Apple finally made the announcement we’ve all been waiting for for years: The company is beginning the transition from Intel Macs to ARM-powered chips. And with the perfect timing, there was some news that lent ideal credibility to Apple’s claims that this will make Macs more powerful …
The edge reports that the world’s fastest supercomputer now works with ARM processors.
A Japanese supercomputer has taken first place in the Top500 supercomputer biannual speed ranking. Fugaku, a Kobe computer jointly developed by Riken and Fujitsu, uses Fujitsu’s 48-core A64FX on-chip system. It is the first time that an ARM processor-based computer has topped the list.
And neither by a small margin.
Fugaku achieved a HPL Top500 result of 415.5 petaflops, 2.8 times faster than the IBM Summit, the closest competitor.
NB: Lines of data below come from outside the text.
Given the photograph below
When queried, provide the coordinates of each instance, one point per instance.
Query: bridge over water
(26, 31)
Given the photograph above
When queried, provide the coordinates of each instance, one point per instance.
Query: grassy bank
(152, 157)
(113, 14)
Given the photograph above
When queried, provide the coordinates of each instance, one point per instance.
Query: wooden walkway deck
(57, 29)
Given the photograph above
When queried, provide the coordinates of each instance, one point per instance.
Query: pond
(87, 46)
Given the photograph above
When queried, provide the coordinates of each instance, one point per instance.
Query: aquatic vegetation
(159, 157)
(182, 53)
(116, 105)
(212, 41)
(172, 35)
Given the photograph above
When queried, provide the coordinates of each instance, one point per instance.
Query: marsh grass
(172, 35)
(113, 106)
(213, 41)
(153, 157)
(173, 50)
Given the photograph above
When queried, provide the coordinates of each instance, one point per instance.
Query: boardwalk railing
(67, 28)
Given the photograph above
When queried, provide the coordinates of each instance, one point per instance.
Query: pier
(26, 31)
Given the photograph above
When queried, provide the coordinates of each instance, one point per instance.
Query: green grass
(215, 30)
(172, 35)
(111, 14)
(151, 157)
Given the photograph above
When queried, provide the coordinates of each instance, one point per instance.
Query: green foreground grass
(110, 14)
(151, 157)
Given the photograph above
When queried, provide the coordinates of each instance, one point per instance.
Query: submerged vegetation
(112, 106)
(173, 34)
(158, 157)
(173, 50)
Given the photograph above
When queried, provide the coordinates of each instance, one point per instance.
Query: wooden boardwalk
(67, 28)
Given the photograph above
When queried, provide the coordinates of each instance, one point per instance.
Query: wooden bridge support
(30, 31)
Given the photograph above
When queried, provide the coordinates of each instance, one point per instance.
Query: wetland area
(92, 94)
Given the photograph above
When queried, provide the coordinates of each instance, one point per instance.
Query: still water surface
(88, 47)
Fugaku also reached the top spots in other rankings that test computers at different workloads, including Graph 500, HPL-AI, and HPCG. No previous supercomputer has led all four rankings at once.
As expected, the supercomputer has gone to work on the COVID-19 investigation.
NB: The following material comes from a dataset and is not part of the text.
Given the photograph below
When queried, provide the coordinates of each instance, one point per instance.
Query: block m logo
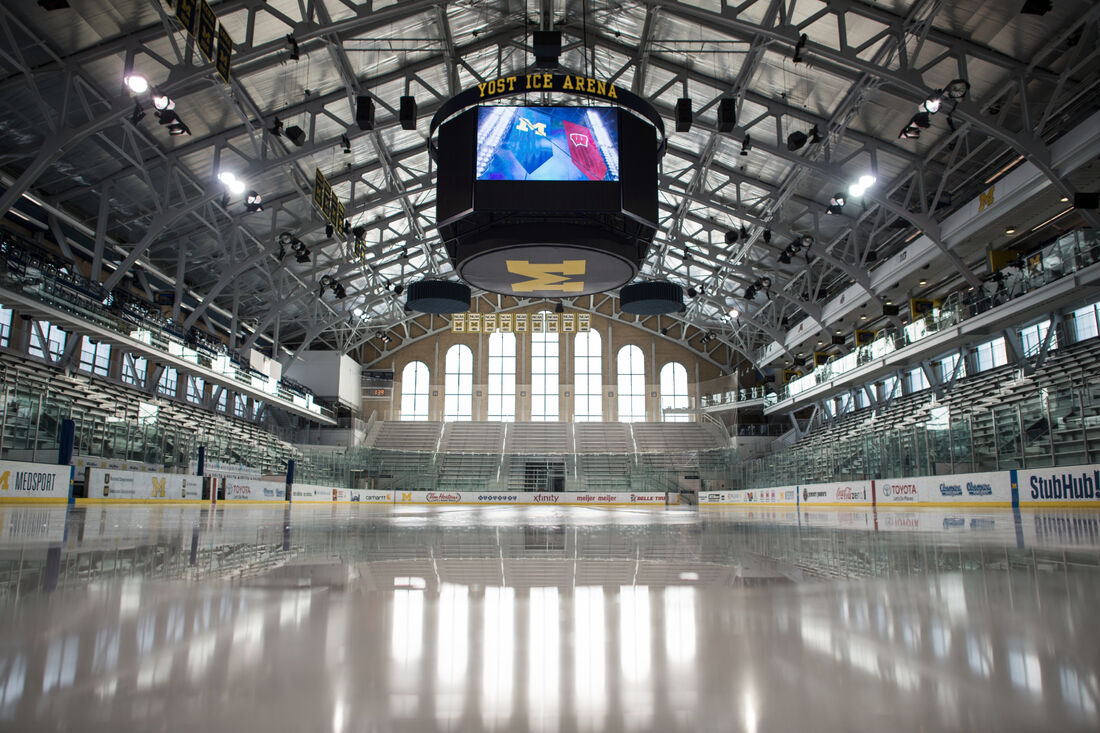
(547, 276)
(986, 200)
Fugaku is currently being used experimentally for COVID-19 research, including diagnostics, therapeutics, and simulations of the spread of the virus.
Once fully operational, starting in April of next year, it will be used in a wide variety of worthy projects.
It will be used in applications aimed at achieving the Society 5.0 plan, running applications in areas such as drug discovery; personalized and preventive medicine; natural disaster simulations; weather and climate forecast; creation, storage and use of energy; clean energy development; development of new materials; new design and production processes; and, as a purely scientific effort, elucidation of the fundamental laws and evolution of the universe.
Fugaku has been in conceptual development for a decade, and design work began six years ago.
The first ARM Mac will be available to developers later this week, and the first commercial ARM Mac will go on sale later this year.